Prior studies evaluating the prognostic significance of ENEmi for HPV-negative HNSCC have been mixed in their findings.10-12,16 Our data showing that ENEmi is associated with worse OS than node-positive HNSCC without ENE are in accordance with those of de Almeida et al,10 who also used the AJCC/CAP definition of ENEmi (≤2 mm). Interestingly, they found no difference among DFS, locoregional control, and distant control between patients with and without ENEmi (oncologic end points not available for analysis in the NCDB).

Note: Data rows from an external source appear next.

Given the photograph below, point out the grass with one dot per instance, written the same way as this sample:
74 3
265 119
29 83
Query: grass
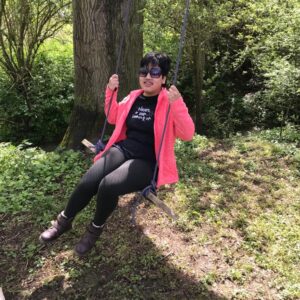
237 237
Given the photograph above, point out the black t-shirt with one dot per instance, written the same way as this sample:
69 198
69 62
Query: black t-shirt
140 129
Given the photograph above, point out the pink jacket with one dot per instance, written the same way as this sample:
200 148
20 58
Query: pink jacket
180 125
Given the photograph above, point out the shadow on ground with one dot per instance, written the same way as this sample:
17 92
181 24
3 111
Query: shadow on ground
125 264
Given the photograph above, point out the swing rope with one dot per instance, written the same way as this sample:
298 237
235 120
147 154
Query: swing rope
150 191
100 144
152 187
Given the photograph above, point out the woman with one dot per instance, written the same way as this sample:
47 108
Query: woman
127 163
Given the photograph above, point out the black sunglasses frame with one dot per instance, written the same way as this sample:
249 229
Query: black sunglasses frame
154 72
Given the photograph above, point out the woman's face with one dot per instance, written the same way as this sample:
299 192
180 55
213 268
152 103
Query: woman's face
151 80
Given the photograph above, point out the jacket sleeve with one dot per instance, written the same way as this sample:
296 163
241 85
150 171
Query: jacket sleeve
183 123
113 112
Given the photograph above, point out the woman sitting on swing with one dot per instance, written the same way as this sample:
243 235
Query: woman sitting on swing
127 163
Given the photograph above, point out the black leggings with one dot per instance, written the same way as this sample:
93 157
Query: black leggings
110 177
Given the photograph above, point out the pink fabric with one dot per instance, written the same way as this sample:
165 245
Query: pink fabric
180 125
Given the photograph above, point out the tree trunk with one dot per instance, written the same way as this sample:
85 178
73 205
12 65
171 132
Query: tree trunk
98 26
199 64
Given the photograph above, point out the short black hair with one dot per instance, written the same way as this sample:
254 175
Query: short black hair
157 59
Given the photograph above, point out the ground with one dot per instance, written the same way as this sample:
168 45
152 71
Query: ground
237 237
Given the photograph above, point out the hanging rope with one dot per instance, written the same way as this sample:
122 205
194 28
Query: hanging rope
152 187
100 144
150 191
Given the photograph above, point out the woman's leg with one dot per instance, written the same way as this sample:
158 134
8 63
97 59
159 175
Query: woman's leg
131 176
89 183
83 193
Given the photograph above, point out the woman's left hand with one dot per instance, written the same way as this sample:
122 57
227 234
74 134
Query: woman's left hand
173 94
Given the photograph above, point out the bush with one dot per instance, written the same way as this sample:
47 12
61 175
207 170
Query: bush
51 95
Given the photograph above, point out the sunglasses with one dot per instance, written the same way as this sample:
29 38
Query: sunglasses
155 72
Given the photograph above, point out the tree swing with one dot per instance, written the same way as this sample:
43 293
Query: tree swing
149 192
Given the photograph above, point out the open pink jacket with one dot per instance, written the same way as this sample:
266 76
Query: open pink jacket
180 125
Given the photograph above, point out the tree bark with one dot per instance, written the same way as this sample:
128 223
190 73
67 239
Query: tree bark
98 26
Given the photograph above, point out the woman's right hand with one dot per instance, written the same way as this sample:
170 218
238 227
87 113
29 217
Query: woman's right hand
113 82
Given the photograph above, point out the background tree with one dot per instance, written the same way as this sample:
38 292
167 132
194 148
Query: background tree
98 26
24 26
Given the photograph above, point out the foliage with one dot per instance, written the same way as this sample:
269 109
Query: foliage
32 178
251 69
237 236
51 95
25 26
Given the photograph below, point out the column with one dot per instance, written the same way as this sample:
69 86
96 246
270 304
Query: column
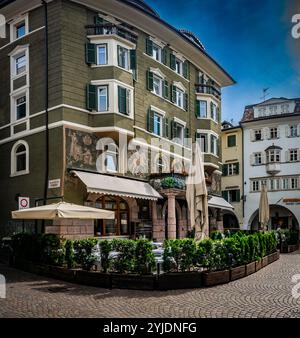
171 216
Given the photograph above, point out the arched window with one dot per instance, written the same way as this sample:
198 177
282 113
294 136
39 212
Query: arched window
20 158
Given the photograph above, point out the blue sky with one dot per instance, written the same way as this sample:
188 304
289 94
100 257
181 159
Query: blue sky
251 39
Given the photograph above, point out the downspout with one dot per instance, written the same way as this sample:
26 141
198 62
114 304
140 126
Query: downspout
46 103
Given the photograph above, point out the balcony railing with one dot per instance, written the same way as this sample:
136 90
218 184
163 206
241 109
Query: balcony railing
112 29
208 89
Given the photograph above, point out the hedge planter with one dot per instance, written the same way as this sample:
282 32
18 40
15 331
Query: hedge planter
179 280
264 262
237 273
133 282
216 277
250 268
92 278
258 265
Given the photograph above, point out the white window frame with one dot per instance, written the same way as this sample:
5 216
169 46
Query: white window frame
15 23
107 96
13 162
105 45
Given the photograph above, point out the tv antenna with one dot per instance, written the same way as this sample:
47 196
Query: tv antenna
265 94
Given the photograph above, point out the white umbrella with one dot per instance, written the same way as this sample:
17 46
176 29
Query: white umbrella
196 195
264 209
63 210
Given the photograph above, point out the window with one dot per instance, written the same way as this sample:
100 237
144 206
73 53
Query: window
156 52
124 100
123 57
214 145
21 107
103 98
257 159
294 155
273 156
258 135
102 54
179 101
273 133
157 85
157 127
255 185
231 141
20 64
19 158
294 183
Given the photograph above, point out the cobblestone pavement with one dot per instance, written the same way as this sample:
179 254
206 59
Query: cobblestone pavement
268 293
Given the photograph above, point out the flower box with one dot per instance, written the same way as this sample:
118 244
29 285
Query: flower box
132 281
250 268
92 278
212 278
237 273
258 265
179 280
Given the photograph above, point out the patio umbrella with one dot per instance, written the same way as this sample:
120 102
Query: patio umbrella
63 210
264 210
196 195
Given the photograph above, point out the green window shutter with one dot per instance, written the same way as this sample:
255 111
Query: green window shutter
186 102
149 47
90 53
149 80
237 168
225 170
186 69
225 195
166 127
99 21
172 61
173 93
122 100
166 90
197 109
91 97
164 56
150 120
133 59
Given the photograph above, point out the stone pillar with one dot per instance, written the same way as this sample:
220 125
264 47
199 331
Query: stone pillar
171 216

Brasilino de Carvalho,16 however, demonstrated that ENEmi (defined as microscopically, but not grossly, identifiable ENE) was not associated with increased recurrence relative to pN+ without ENE. Similarly, Wreesmann et al12 showed that ENEmi (defined as ≤1.7 mm) was not associated with worse disease-specific survival than pN+ without ENE. Finally, Prabhu et al,11 using a 0 to 4 grading scale of ENE derived from patients with HPV-related OPSCC, showed that grade 1 to 3 ENE was not associated with worse OS than no ENE (grade 0).14 The inconsistent relationship of ENEmi with prognosis across these retrospective cohort studies may be explained in part by the varied definitions of ENEmi as well as the complexity of ENE and its association with other factors reflective of metastatic nodal burden such as size, number, density, and anatomic location (level in the neck).6,7,31 The current CAP and AJCC standardization for the collecting and reporting of ENEmi will hopefully improve consistency across future study designs and clarify the prognostic significance of ENEmi.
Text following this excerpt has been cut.